My personal biggest issue with incidental contact is getting females and children into two piece wetsuits that aren't cut for them. I know of more than one case where an instructor/parent AND myself had to each lift up on a shoulder of a wetsuit and literally lift a child or small female up by the wetsuit. (LOL, we sell more Hyperstrech that way.) To explain, on the last pool session we have the students briefly put on the two piece wetsuits to get an idea of their weighting BEFORE OW. It saves a bunch of time when we get to OW.

Bless you for not leaving DM's alone with children. I had one class where we had an oversensitive little boy who was way too small for most of our cold water wetsuits. The boy and his buddy were slow about getting to class and the instructor had me help them into their wetsuits. The parents weren't there, but when I took the parents into the backroom to show them the risk awareness video for OW, I politely asked them to be there to watch their kids for OW (I said it far more tactfully, but it is what I wanted to say. This is the first class that I have been involved in where the parents didn't stay by the pool for children that young.)

If it is required to have contact that may seem "risky", I tell them what is going on and why. I also try to have an instructor present so that if the accusations fly, I have a witness. Most small females are at least 13-14 and have an understanding of what I have to do. Also, I avoid any comments that are unprofessional while I do what I have to do or even afterwards. IMO, this is still a big issue, but if handled professionally, it is far from an insurmontable problem.
 
Child abuse awareness came to everyone's attention when in 1996 Julie and Melissa (one Belgian, the other half Italian, both 8) were literally left to starve after several months of abuse and segregation.

Marc Dutroux, their abductor, had put them in an earth pit in his back garden which eventually became their grave until they were finally found, only bones were left and DNA was needed for positive identification.

Seven years later it is not unusual to still see their photos on car windscreens or house windows.

A huge march was organised when the bodies were found, I think attendance was around 2 million (Brussels only has 1.5 people including the suburbs).

This happened in Marcinelle, a suburb of Charleroi, in Southern Belgium, a region known for its poverty when mines were still active (basically up until late 1960's) and partly today, and nowadays for diving (some of the nicest quarries are there).

It was the first time Europe woke up to horrors.

So you can imagine families around here are more than a little attentive to such issues.

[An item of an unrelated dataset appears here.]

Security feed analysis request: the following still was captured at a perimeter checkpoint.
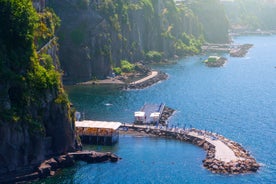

While doing my Assistant Instructor course with an IDC Staff Instructor who likes to work with children and who used to run a children's diving club, he told us he is more than a little careful with what he does, and I think that's the best way to act.
 
MikeFerrara once bubbled...

We don't flirt or joke in questionable tast either. When things are done professionally there is seldom a problem.

As a female, I don't have a problem at all with the "incidental contact" that is not uncommon in my job (Firefighter) or recreation (namely - SCUBA). I think if a person is working or playing in situations where you and your partner/buddy are so uncomfortable with each other as to be offended by touching in the course of the activity, maybe a different buddy should be found or the person shouldn't be doing the activity? Like Mike said - keep it professional, I'll add that if an instructor or DM can't do that, maybe s/he should grow up a little before assuming that role.